Standard solution: 10 μg/mL of USP Chlorthalidone RS in Diluent. Sonicate to dissolve as needed. Sensitivity solution: 0.5 μg/mL of USP Chlorthalidone RS from the Standard solution in Diluent Sample solution: 1 mg/mL of Chlorthalidone in Diluent.

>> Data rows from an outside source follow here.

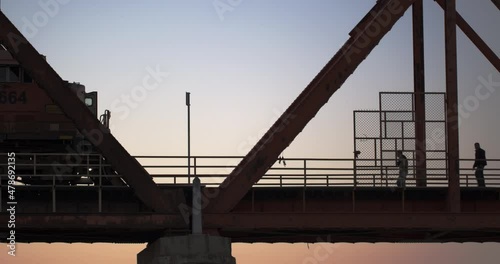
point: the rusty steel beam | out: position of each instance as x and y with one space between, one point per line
475 38
363 40
254 221
47 79
319 221
452 106
419 90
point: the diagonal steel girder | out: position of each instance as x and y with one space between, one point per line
47 79
365 36
475 38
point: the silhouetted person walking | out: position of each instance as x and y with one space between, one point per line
402 162
479 164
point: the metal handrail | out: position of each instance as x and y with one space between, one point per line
332 171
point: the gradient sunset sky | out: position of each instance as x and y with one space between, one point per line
244 68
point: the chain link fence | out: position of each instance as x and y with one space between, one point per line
378 134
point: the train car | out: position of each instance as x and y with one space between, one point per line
45 141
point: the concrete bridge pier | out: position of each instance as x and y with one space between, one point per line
190 249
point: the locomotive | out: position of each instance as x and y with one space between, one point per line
49 148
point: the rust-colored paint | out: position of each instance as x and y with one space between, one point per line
363 40
47 79
475 38
419 89
452 106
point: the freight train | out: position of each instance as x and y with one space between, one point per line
49 148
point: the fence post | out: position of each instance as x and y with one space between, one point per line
305 173
100 184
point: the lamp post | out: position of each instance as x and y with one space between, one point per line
196 205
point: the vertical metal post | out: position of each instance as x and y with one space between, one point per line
34 165
452 106
53 193
304 189
419 93
305 173
188 104
196 225
355 146
195 173
100 184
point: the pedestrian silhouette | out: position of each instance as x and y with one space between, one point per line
479 163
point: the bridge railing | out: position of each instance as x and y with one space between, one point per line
92 170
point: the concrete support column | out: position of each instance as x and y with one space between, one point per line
191 249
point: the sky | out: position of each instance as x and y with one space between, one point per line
244 67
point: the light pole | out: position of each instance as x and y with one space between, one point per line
196 205
188 104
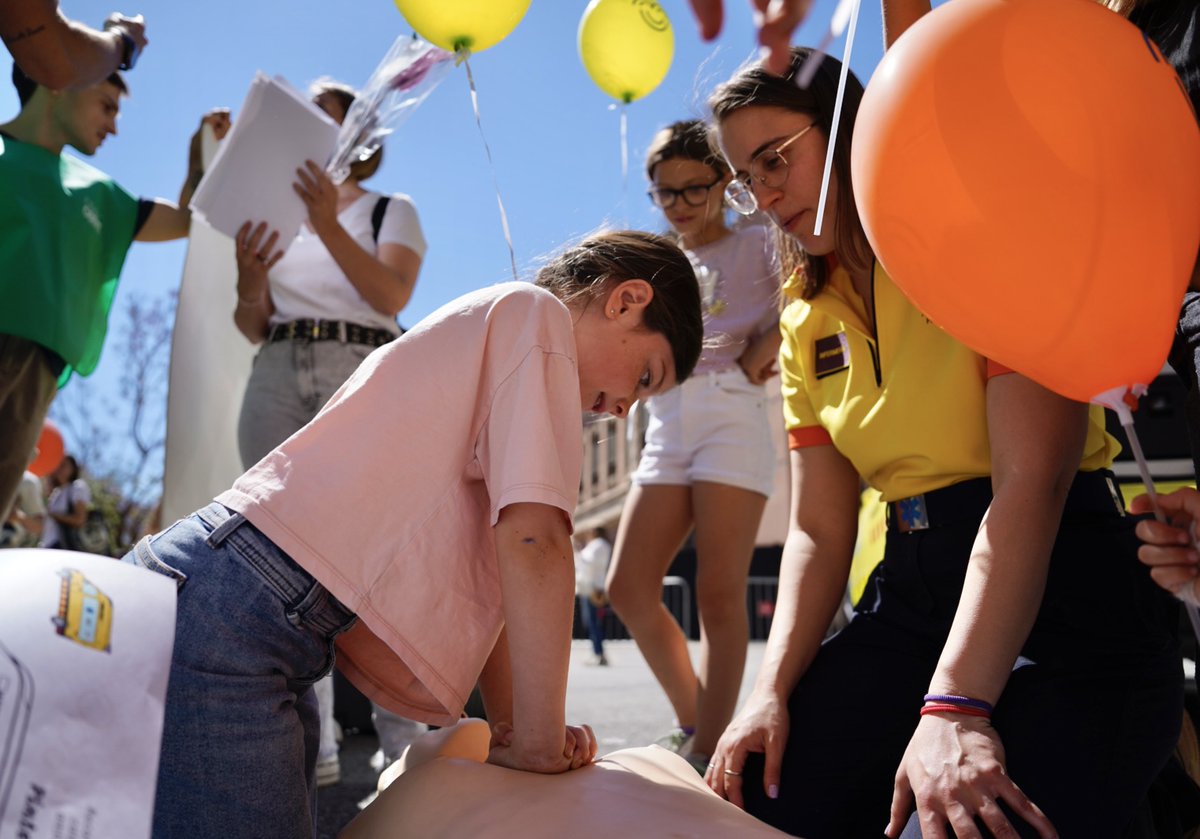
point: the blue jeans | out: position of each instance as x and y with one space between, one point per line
253 633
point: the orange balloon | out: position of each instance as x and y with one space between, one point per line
1029 173
49 450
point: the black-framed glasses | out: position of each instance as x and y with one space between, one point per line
768 167
693 196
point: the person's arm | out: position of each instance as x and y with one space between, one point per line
385 281
533 549
899 15
168 221
777 22
256 253
757 360
811 581
60 53
1037 442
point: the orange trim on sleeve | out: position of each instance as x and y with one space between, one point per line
997 369
811 435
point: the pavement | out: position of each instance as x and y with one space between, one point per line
622 702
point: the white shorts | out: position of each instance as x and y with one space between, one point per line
713 427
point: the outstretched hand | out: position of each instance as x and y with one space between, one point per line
1170 547
775 19
762 726
954 768
579 749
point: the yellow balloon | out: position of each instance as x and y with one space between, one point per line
467 24
627 46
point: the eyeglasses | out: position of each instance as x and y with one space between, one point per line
768 167
693 196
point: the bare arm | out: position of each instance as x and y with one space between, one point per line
811 581
538 589
168 221
385 281
1037 442
60 53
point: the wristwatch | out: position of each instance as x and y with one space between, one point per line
130 49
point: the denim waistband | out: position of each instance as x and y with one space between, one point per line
307 600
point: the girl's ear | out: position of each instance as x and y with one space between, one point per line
630 297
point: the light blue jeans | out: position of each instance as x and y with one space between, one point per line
253 633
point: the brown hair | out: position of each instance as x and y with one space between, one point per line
755 88
687 139
27 87
345 94
586 270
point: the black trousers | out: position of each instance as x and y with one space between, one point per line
1090 713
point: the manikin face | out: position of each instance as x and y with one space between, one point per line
88 117
792 205
691 222
619 360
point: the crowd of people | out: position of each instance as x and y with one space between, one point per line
973 693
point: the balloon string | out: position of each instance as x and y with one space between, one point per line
837 118
496 183
624 162
1126 418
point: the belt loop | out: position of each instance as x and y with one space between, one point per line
225 528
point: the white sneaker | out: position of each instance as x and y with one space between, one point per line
329 771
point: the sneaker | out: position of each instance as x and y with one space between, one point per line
329 771
678 739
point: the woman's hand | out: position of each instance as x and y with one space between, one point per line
319 196
256 256
1170 547
762 726
954 767
579 749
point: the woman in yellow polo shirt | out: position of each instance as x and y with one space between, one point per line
1009 661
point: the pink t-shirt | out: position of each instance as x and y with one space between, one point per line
389 496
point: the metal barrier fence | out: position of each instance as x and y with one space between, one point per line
678 598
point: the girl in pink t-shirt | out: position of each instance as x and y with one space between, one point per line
421 521
708 461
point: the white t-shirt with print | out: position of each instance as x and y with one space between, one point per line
307 282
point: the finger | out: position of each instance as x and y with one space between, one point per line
709 15
963 821
901 805
1027 810
773 760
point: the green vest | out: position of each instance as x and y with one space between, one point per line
65 228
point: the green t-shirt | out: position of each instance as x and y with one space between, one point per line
65 228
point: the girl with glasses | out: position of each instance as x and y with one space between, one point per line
708 460
1009 664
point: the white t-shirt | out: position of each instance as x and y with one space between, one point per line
309 283
52 534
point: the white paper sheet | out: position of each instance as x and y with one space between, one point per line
275 132
210 363
85 647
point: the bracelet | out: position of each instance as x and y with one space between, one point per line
943 708
961 702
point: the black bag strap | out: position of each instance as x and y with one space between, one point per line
377 217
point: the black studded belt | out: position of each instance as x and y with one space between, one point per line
329 330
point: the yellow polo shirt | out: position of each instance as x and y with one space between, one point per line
906 403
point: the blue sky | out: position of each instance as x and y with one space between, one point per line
553 137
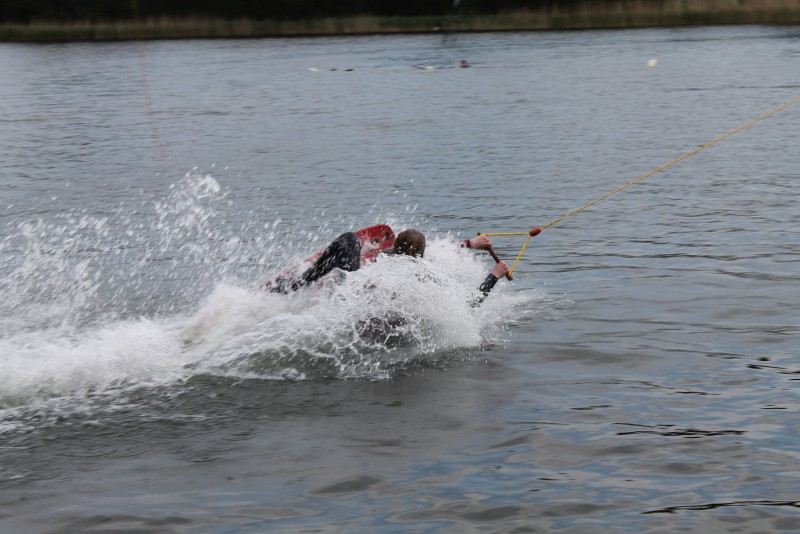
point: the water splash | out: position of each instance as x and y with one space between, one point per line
152 295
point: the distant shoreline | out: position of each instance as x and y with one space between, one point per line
695 13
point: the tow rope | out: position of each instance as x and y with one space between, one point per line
538 229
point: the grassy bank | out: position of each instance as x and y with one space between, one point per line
610 14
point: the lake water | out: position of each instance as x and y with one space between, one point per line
639 374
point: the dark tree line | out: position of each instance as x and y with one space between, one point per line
25 11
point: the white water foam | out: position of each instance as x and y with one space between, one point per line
87 313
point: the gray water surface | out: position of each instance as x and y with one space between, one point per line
638 375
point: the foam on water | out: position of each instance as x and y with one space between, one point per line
96 307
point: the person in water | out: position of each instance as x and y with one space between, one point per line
345 253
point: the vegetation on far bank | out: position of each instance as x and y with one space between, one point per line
144 23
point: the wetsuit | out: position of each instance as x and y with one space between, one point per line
345 253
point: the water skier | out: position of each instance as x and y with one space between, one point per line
345 253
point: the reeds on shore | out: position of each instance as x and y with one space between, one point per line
604 14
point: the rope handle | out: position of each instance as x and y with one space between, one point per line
536 231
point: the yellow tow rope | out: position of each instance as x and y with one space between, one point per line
535 231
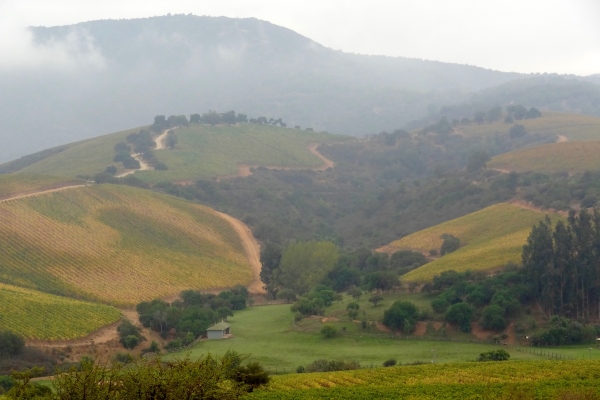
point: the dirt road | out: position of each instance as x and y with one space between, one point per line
22 196
252 249
244 170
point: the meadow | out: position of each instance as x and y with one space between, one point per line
41 316
118 245
489 238
575 127
205 151
269 335
571 157
508 380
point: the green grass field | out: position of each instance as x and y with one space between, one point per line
268 335
574 127
205 151
12 185
506 380
37 315
117 244
555 157
490 238
202 151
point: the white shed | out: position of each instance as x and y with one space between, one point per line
218 331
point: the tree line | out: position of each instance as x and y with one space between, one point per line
563 263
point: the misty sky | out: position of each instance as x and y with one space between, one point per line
561 36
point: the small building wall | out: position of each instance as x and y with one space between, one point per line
214 335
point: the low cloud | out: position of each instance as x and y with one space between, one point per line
20 50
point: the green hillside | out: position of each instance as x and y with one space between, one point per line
202 151
555 157
205 151
489 239
15 185
117 244
42 316
575 127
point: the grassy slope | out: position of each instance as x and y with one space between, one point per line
205 151
37 315
270 337
489 238
117 244
575 127
201 152
12 185
87 157
556 157
523 379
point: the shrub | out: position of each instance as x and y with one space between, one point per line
494 355
389 363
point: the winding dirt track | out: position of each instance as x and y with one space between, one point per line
33 194
252 249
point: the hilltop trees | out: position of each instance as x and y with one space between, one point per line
563 265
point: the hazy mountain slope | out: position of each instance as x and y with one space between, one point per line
117 244
116 73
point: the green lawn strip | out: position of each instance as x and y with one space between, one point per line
267 334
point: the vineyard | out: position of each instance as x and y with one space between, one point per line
511 379
37 315
489 239
205 151
574 127
12 185
556 157
118 245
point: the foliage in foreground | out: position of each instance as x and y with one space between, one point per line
528 379
204 378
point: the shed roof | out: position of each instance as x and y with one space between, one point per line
221 326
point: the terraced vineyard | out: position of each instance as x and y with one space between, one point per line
117 244
556 157
489 238
12 185
574 127
37 315
205 151
510 379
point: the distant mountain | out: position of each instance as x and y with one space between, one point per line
118 74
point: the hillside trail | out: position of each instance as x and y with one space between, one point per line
41 192
252 249
244 170
159 143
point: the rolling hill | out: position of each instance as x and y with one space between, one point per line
202 151
118 245
489 238
571 157
575 127
42 316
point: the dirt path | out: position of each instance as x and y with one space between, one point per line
252 249
22 196
244 169
160 141
528 206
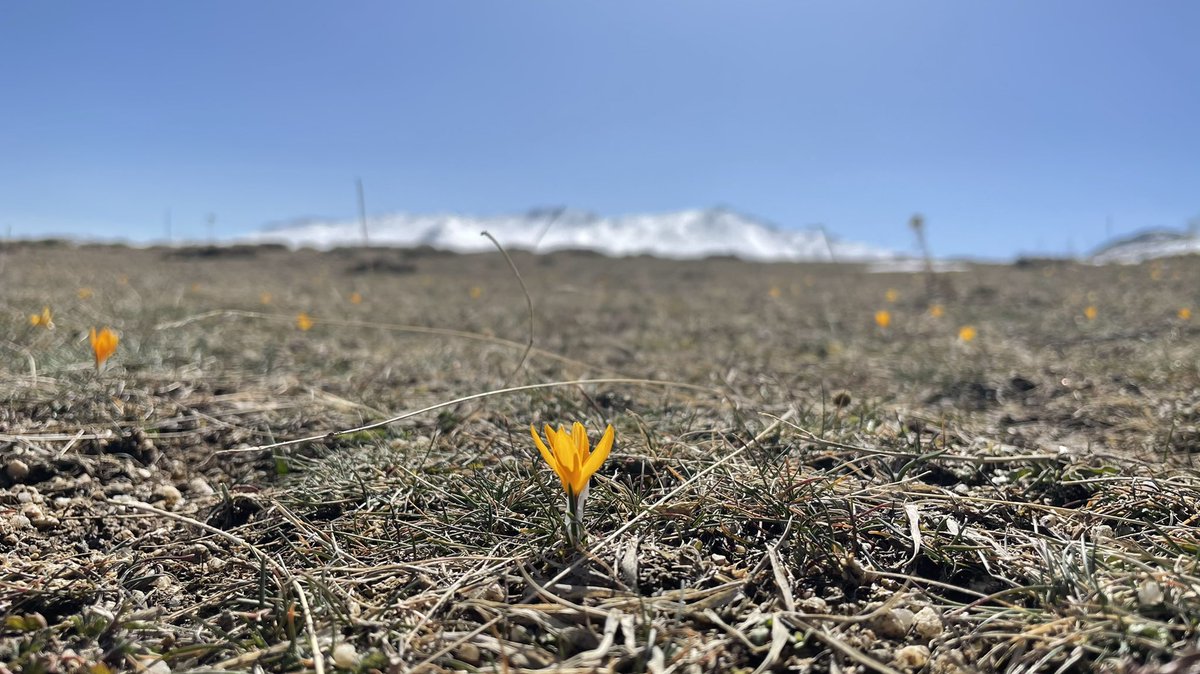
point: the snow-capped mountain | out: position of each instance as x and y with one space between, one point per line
1146 246
681 234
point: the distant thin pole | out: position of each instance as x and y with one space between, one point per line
825 236
363 211
550 222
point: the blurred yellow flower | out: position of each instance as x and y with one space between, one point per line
103 344
42 319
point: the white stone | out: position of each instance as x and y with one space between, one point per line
927 623
345 656
17 469
911 657
1150 593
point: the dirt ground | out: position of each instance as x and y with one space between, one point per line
793 486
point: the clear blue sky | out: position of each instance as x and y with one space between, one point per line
1013 125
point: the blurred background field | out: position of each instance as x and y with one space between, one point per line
1018 495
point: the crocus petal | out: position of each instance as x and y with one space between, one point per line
544 450
601 452
563 450
580 435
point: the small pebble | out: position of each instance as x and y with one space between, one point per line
169 494
17 469
911 657
199 487
469 654
345 656
1150 593
927 623
893 624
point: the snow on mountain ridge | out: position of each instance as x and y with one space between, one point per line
682 234
1146 246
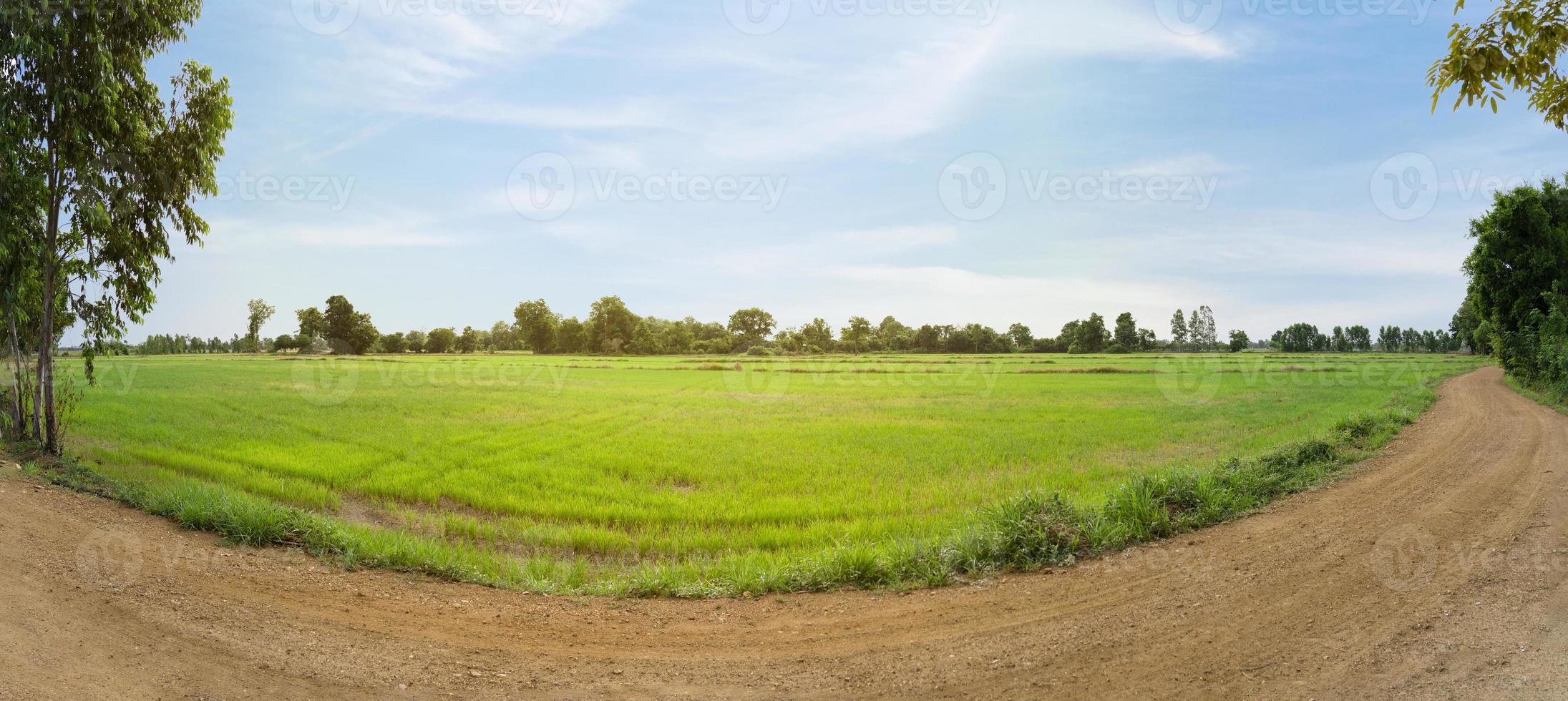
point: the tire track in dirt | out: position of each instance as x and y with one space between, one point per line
1440 569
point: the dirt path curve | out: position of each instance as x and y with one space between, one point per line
1438 572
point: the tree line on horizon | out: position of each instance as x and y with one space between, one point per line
612 328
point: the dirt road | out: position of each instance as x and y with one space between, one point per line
1437 572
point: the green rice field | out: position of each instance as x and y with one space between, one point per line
688 476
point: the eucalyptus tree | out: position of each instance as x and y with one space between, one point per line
120 167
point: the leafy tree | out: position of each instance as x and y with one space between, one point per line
570 338
504 336
1464 327
1023 339
1239 340
751 327
1126 336
1178 330
817 335
313 325
1516 46
468 343
394 344
339 322
441 340
537 325
363 336
105 165
857 336
1521 251
1300 338
259 313
610 325
892 336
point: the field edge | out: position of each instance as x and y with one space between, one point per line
1029 532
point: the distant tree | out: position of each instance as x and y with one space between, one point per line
1178 330
394 344
857 336
537 325
1464 327
1360 338
504 336
1299 338
1239 340
441 340
929 339
892 336
1126 336
363 336
1023 338
339 322
259 313
468 340
313 325
1146 339
817 336
570 336
750 327
610 325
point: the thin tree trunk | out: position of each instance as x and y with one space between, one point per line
46 347
46 344
18 386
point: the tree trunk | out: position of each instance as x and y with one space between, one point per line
46 345
18 422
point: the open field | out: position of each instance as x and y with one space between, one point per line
1435 572
692 474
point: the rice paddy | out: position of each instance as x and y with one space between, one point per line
692 476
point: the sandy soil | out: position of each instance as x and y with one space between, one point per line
1437 572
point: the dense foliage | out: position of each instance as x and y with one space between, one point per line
1518 280
101 172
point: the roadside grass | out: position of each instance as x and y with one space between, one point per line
1036 527
1547 396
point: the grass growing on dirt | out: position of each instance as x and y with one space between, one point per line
575 476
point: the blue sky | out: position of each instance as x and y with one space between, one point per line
438 162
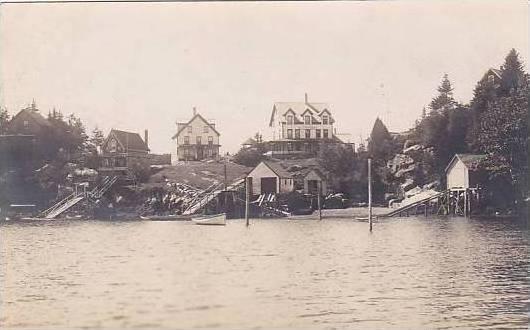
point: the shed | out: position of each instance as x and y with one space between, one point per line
270 177
461 172
312 180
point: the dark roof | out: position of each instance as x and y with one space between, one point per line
37 117
278 170
468 159
129 140
249 141
184 125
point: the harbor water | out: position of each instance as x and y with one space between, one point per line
410 273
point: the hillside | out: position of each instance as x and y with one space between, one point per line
197 174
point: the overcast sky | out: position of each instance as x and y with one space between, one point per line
137 66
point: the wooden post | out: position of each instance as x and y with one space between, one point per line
247 202
370 193
319 190
465 203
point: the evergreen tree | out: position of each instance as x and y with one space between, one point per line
97 137
503 136
4 119
512 73
444 101
380 146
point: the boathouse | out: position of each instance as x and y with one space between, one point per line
312 180
270 177
462 171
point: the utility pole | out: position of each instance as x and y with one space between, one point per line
370 193
247 203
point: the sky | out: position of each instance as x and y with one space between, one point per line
137 66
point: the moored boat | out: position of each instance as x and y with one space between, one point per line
214 219
170 217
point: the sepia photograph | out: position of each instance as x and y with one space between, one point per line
264 164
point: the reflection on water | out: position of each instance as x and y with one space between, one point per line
409 273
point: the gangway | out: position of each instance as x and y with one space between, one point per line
69 201
416 204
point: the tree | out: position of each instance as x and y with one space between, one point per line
444 101
4 119
97 137
503 136
380 146
512 73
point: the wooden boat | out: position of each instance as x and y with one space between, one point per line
170 217
214 219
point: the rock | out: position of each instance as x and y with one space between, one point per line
415 147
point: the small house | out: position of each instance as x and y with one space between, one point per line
196 139
313 180
124 151
270 177
461 172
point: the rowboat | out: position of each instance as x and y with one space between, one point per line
214 219
170 217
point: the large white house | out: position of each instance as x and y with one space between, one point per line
300 127
196 139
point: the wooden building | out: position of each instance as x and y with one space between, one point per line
312 180
122 152
462 172
300 128
196 139
270 177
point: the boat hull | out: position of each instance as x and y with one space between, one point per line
213 220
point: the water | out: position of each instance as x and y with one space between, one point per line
411 273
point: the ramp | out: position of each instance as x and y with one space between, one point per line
414 204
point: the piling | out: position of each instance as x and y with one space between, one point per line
247 201
370 193
319 191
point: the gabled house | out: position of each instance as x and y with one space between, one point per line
301 127
28 122
462 171
313 180
196 139
270 178
122 152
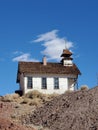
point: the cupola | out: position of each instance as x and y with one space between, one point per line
67 59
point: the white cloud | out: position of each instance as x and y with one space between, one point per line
53 44
47 36
24 57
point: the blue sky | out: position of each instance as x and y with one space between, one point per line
29 29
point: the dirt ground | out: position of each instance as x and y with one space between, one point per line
70 111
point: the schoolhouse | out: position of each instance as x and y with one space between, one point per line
48 77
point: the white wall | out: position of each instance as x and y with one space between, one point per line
63 84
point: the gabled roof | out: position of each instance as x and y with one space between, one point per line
50 68
66 52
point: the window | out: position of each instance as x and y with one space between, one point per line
29 82
44 83
56 83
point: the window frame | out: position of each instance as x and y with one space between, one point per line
29 82
56 83
44 83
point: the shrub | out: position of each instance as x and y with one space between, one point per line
10 97
35 102
84 87
25 101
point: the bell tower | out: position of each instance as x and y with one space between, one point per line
67 59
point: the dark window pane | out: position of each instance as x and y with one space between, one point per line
56 83
44 83
29 83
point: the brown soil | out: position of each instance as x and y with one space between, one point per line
70 111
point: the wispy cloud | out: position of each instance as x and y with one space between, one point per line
24 57
53 44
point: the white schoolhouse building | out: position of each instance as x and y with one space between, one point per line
48 77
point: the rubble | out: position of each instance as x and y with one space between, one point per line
70 111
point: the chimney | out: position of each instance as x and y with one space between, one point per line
44 60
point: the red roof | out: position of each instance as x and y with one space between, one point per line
50 68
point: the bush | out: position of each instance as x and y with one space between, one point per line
35 102
25 101
10 97
84 87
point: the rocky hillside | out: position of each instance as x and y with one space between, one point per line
13 107
70 111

Sonicate to dissolve as needed.
4.3.1 System suitability
Samples: System suitability solution, Standard solution, and Sensitivity solution [NOTE—See Table 2 for the relative retention times.]
Suitability requirements
Resolution: NLT 5.0 between chlorthalidone related compound A and chlorthalidone, System suitability solution Relative standard deviation: NMT 5.0%, Standard solution
Signal-to-noise ratio: NLT 10, Sensitivity solution
4.3.2 Analysis
Samples: Standard solution and Sample solution
Calculate the percentage of any specified or unspecified impurity in the portion of Chlorthalidone taken:
Result = (ru/rs) × (Cs/Cu) × (1/F) × 100
ru = peak response of any specified or unspecified impurity from the Sample solution
rs = peak response of chlorthalidone from the Standard solution
Cs = concentration of USP Chlorthalidone RS in the Standard solution (mg/mL)
Cu = concentration of Chlorthalidone in the Sample solution (mg/mL)
F = relative response factor (see Table 2)
Acceptance criteria: See Table 2. The reporting threshold is 0.05%.
Table 2
| Name | Relative Retention Time | Relative Response Factor | Acceptance Criteria, NMT (%) |
| Chlorthalidone related compound A | 0.68 | 1.1 | 0.7 |
| Chlorthalidone | 1.00 | — | — |
| Chlorthalidone dichloro analoga | 5.64 | 1.1 | 0.2 |
| Any unspecified impurity | — | 1.0 | 0.1 |
| Total impurities | — | — | 1.0 (USP 1-May-2023) |
a 3-(3,4-Dichlorophenyl)-2,3-dihydro-3-hydroxy-1H-isoindolin-1-one.
5 SPECIFIC TESTS
LOSS ON DRYING 〈731〉
Sample: 2 g
Analysis: Dry at 105° for 4 h.
Acceptance criteria: NMT 0.4%
6 ADDITIONAL REQUIREMENTS
PACKAGING AND STORAGE: Preserve in well-closed containers. Change to read:
USP REFERENCE STANDARDS 〈11〉
USP Chlorthalidone RS
USP Chlorthalidone Related Compound A RS
2-(4-Chloro-3-sulfamoylbenzoyl)benzoic acid;
Also known as (USP 1-May-2023) 4′-Chloro-3′-sulfamoyl-2-benzophenone carboxylic acid.